The patterns that should make a small business slow down and ask harder questions before signing:
- Headline price meaningfully below market. If two competing quotes come in at $125/user and the third comes in at $59/user, the third is almost certainly missing entire categories of service (EDR, email security, backup) or running on extracted-margin tooling that won't survive a real incident.
- 36- or 60-month contract requirement. Long lock-in often signals an MSP nervous about retention or trying to recapture a heavily discounted year-one through enforced year-two-and-three margin. Month-to-month or 12-month renewable terms are healthier.
- Vague “unlimited support” language. Unlimited at what response time? Unlimited including 3am Saturday? Unlimited including office moves? Unlimited is rarely actually unlimited — insist on SLA specifics.
- No EDR / no SOC mentioned at the secure tier. In 2026, signature-based AV is no longer adequate for any tier sold as “secure.” If the quote mentions only “antivirus,” ask which product and whether a 24/7 SOC monitors alerts.
- BAA refusal or hesitation (for regulated industries). An MSP serving a medical practice, CPA firm, or law firm should sign a BAA or equivalent service-provider agreement without resistance. Reluctance is a tell.

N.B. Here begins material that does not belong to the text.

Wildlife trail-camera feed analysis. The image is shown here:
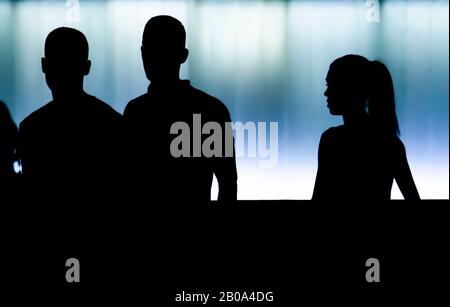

- No published pricing on the MSP's website. Some MSPs hide pricing to enable per-customer negotiation. The pattern correlates with wider pricing variance and less transparent packaging. A published per-user-per-month price is a healthier sign.
- “We can match any quote.” If the MSP can drop $40/user when challenged, the original quote was wrong — or the matched quote will be delivered at lower service quality. Honest pricing doesn't bend that far.
- No on-site visit before quoting. A real quote requires understanding the environment. An MSP that quotes without a walkthrough is selling a template, not a service.
None of these is automatically disqualifying — but each is a question the prospective client should ask out loud before signing.
THE HONEST COST OF A 10-PERSON FLORIDA PRACTICE.
To put concrete numbers around the discussion, here's what a 10-person Florida professional-services firm (medical, CPA, or law) typically spends on IT in 2026 if it's doing the job properly:
- Simply IT managed services (Simply Compliant tier): 10 users × $150 = $1,500/month / $18,000 per year.
- Microsoft 365 Business Premium licenses: 10 users × ~$27 = $270/month / $3,240 per year (pass-through).
- Specialty software (EHR / tax software / DMS): Highly variable — $500-$3,000/month depending on the practice type.
- Cyber insurance premium: $2,500-$8,000 per year for $1M-$3M coverage at a 10-person firm with the 10 controls in place.
- Project reserve: $5,000-$15,000 per year for replacement hardware, office moves, new-hire onboarding kits, project work.
All-in, a 10-person Florida professional-services firm running properly invests roughly $35,000-$55,000 per year on IT (excluding specialty software). The number is meaningfully smaller than firms generally expect; the issue is rarely the absolute number and more often whether the firm has visibility into where the money is going.
Compare that against the lower bound of a single ransomware recovery at a 10-person firm (often $80,000-$250,000 in incident response, forensics, downtime, notification, and recovery costs — before any regulatory fine or malpractice claim), or against the cost of a single wire-fraud loss at a law firm closing or a CPA-firm refund disbursement (often $50,000-$300,000 with very low recovery rates). The IT investment is the cheapest meaningful protection a small firm can buy.